История не внушала Касдану доверия. Он не понимал, с какой стати органисту чувствовать себя в опасности из-за событий тридцатипятилетней давности, тем более что большинство процессов так и не состоялось, потому что обвиняемые, в том числе Аугусто Пиночет, умерли естественной смертью до окончания суда.
— Он называл имена?
— Говорю вам, ничего он мне не рассказывал. Но он боялся.
— Выходит, эти люди знали, что он намерен заговорить?
— Да.
— И ты понятия не имеешь, что за тайну он скрывал?
— Слышал краем уха про операцию «Кондор».
— Что-что?
— То, что вы совсем тупой.
Касдан занес руку. Индиец втянул голову в плечи. Рядом с громоздким армянином он выглядел крошечным.
— Вы признаете только насилие, — упрямо пробормотал Насер. — Вилли боролся против таких, как вы.
— Что это за операция «Кондор»?
Маврикиец набрал воздуху:
— В середине семидесятых диктатуры Латинской Америки решили объединиться, чтобы уничтожить всех своих противников. Бразилия, Чили, Аргентина, Боливия, Парагвай и Уругвай создали что-то вроде международной милиции, которая должна была выслеживать левых эмигрантов.
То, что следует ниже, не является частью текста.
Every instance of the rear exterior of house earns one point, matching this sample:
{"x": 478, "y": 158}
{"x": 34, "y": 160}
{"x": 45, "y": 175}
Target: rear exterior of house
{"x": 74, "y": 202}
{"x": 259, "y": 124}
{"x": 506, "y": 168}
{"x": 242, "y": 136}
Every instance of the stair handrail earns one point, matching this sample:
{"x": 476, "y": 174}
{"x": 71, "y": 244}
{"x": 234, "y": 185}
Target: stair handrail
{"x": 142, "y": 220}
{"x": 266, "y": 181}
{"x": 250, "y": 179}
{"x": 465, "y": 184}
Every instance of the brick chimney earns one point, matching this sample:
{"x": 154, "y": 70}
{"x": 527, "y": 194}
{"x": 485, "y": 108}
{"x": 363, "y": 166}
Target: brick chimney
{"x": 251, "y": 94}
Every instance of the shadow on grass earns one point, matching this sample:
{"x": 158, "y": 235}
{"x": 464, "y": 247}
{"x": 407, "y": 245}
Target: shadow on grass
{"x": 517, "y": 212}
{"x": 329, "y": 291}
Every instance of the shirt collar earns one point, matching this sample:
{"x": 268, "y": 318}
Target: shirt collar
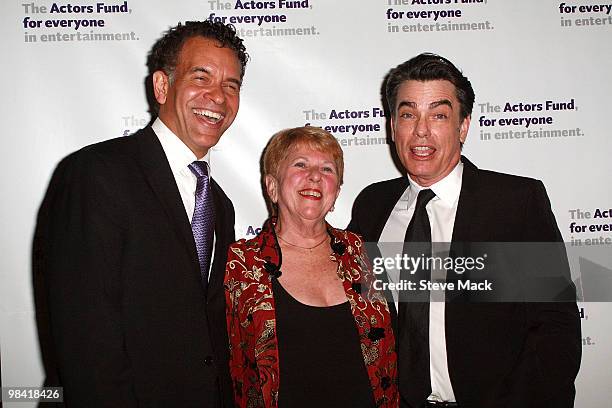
{"x": 447, "y": 190}
{"x": 178, "y": 154}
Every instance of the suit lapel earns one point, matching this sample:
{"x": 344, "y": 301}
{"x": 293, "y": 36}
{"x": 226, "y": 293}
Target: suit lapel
{"x": 386, "y": 203}
{"x": 467, "y": 207}
{"x": 157, "y": 171}
{"x": 222, "y": 240}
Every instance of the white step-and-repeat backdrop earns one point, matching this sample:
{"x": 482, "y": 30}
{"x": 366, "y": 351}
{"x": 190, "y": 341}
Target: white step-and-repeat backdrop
{"x": 74, "y": 74}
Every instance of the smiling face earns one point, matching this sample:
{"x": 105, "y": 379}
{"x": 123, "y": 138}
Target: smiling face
{"x": 202, "y": 100}
{"x": 427, "y": 129}
{"x": 306, "y": 185}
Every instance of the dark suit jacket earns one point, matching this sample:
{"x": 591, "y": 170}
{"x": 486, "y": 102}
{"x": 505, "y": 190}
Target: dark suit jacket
{"x": 129, "y": 319}
{"x": 499, "y": 354}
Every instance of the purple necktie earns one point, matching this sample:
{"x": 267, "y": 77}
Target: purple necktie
{"x": 203, "y": 221}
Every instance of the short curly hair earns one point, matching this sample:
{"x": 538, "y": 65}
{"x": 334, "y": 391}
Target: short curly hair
{"x": 164, "y": 54}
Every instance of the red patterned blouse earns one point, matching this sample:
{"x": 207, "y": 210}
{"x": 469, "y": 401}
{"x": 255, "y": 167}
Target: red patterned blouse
{"x": 251, "y": 318}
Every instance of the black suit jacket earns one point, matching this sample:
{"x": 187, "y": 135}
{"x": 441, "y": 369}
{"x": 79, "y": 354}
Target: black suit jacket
{"x": 130, "y": 323}
{"x": 499, "y": 354}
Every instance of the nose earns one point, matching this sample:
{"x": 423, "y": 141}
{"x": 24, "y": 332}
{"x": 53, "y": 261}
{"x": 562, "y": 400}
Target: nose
{"x": 215, "y": 93}
{"x": 422, "y": 127}
{"x": 315, "y": 175}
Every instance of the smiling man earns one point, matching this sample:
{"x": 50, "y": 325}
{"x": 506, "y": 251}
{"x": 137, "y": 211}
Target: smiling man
{"x": 458, "y": 352}
{"x": 134, "y": 235}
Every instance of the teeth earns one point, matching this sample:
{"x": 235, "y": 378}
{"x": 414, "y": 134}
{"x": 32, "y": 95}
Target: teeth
{"x": 214, "y": 116}
{"x": 422, "y": 150}
{"x": 311, "y": 193}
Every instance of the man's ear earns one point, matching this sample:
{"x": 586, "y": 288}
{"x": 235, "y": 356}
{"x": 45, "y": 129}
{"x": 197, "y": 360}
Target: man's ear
{"x": 463, "y": 128}
{"x": 161, "y": 83}
{"x": 272, "y": 188}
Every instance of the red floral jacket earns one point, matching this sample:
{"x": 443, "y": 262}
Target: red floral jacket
{"x": 251, "y": 319}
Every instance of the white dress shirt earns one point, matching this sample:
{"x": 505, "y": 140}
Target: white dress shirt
{"x": 441, "y": 211}
{"x": 180, "y": 157}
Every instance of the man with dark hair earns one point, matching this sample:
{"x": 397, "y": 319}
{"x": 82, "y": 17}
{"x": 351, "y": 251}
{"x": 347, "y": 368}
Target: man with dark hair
{"x": 459, "y": 352}
{"x": 134, "y": 233}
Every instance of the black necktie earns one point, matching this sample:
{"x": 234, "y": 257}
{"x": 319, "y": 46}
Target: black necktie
{"x": 413, "y": 336}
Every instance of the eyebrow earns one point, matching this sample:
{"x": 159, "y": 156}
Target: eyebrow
{"x": 432, "y": 105}
{"x": 207, "y": 71}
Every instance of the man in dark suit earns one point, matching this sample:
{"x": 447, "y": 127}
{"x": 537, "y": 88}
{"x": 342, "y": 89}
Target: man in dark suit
{"x": 135, "y": 296}
{"x": 461, "y": 351}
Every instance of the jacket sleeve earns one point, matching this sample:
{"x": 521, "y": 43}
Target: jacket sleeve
{"x": 81, "y": 235}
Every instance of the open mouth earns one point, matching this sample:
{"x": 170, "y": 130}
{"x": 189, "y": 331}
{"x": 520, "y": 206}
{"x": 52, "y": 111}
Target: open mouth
{"x": 311, "y": 194}
{"x": 422, "y": 151}
{"x": 209, "y": 116}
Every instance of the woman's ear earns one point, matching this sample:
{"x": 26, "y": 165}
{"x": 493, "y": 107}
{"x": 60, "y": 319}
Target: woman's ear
{"x": 271, "y": 188}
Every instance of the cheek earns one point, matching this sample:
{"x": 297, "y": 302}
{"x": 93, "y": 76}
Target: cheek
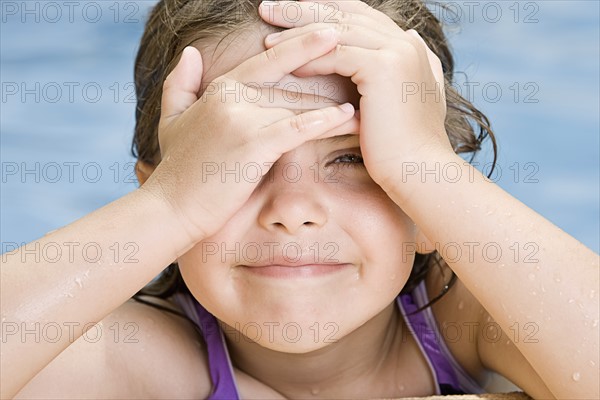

Они собирались искать их повсюду — не только в Латинской Америке, но и в США и в Европе. Планировали похищения, пытки и убийства.
Касдан слышал об этом впервые. Насер подлил масла в огонь, добавив:
— Это же всем известно. Элементарно.
— Откуда Гетц прознал про операцию?
— Наверное, что-то слышал в тюрьме. Или просто мог опознать своих палачей. Исполнителей операции «Кондор». Не знаю…
— Когда он собирался дать показания?
— Без понятия. Но он нанял адвоката.
— Фамилия?
— Не знаю.
Касдан подумал, что надо будет посмотреть телефонные распечатки Гетца, — разве что старый гомосек проявил осторожность и пользовался телефонной будкой. Он представил себе его безумный образ жизни — в вечном страхе перед любой тенью. И тут же вспомнил, что дверь его квартиры не была закрыта на ключ. Не сразу сообразил, что ее открыл индиец.
— У тебя были ключи от квартиры Гетца?
— Да, Вилли мне доверял.
— Почему ты пришел за вещами?
— Не хочу оказаться замешанным в этом деле. Для полиции я всегда виноват. Я иностранец. И гомосексуалист. Вот сразу два преступления.
— Ты сам это сказал. Где ты был сегодня в шестнадцать часов?
— Вы меня подозреваете?
— Где ты был?
— В турецких банях на Больших бульварах.
— Проверим.
Он произнес это машинально. Проверять он ничего не собирался по той простой причине, что ни в чем не подозревал мальчишку. Ни на секунду.
— Расскажи-ка мне о вашей совместной жизни.
Насер вздернул плечо и вильнул бедрами.
— Мы прятались. Вилли не хотел, чтобы это вышло наружу. Разрешал мне приходить к нему только ночью. Он всего боялся. Я думаю, что Вилли так и не оправился после того, что ему пришлось перенести.
— Другие любовники у него были?
— Нет. Вилли слишком робкий. Слишком… чистый. Он был мне другом. Настоящим другом. Даже если нам было непросто встречаться, он осуждал, что я… Ну, хожу налево. Он и самого себя осуждал. Не принимал собственных наклонностей… Его вера не давала ему покоя, понимаете?
— Более-менее. А с женщинами он не встречался?
Насер прыснул. Касдан продолжал:
— Как по-твоему, у него были враги, кроме политических?
— Нет. Мягкий, спокойный, щедрый. Он бы и мухи не обидел. Его единственная страсть — это хоры. У него был дар учить детей. Он собирался разработать программу обучения пению для подростков, у которых ломается голос, чтобы они могли продолжать заниматься музыкой. Если бы вы его знали…
— Я его знал.
Насер удивленно посмотрел на него:
— Тогда как же вы…
— Забудь. Сегодня, когда ты убегал от меня, ты бросился сюда. Тебе знакомо это место?